Throggs Neck resident Cornelius Joseph ‘C.J.’ Wallace has completed two odes set to music containing lyrics about his beloved New York City.
One piece called ‘That Big Apple Sound’ is reminiscent of 1930s and early 1940s jazz, and a second number remembers the September 11 tragedy and the heroism it inspired.
The later song began as a poem written in the year following September 11, 2001, and is called ‘The Big Apple Marches On’, he said.
The retired New York City Fire Fighter and World War II veteran found his happiness through writing after a tour of duty lasting 20 years at Engine 76/Ladder 22 on West 100th Street in Manhattan in the turbulent 1960s and 1970s, he said.

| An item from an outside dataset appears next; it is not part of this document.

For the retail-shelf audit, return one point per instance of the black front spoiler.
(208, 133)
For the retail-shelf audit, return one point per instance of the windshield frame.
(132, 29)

C.J. is also the author of a one-act play called ‘The Big Apple, Served!’ which tells the story of a group of young people living in Manhattan and the changes they experience during World War II. The play begins in 1938 in downtown Manhattan and is about how the war changes their lives.
“In the military I realized I had a flair for writing,” said Wallace.
“I used to write love letters for the other soldiers,” he said.
But after serving in the Air Force in World War II, he got married and starting a family that included four children. Writing was put on the backburner to earning a living and being a provider. He first began to put pen to paper again when he would stay home with his children while his wife worked nights, he said.
He realized how popular the term ‘Big Apple’ was while working on a volunteer initiative that used the phrase in the early 1980s.
Wallace decided to use it as a trope or metaphor in his own writing.
The lyrics to ‘The Big Apple Marches On’ state that the city did not shake from fear from the attacks because we were weened on the spirit of ‘76. The lyrics thank all of the departed, who were brave and strong.
“They came from a tough old apple tree,” Wallace states about the heros of 9/11. “They set an example for you and me.”
Also building on the figurative theme that is a thread running through the song- and play-writer’s work, the one-act play ‘The Big Apple, Served!’ contains the music number ‘That Big Apple Sound’, which has the lyrical message of forward-looking hope often inherent in youth and, according to Wallace, is an attempt to explain how the Big Apple got its popular name.
“I have been trying to convert it into a two-act play,” he said. “I wrote ‘That Big Apple Sound’ for that play. I want to call it ‘That Big Apple Story.’”
Wallace is also an inventor, B-movie actor, and stand-up comedian. After retiring from the FDNY, he was director of fire safety for New York Telephone Company.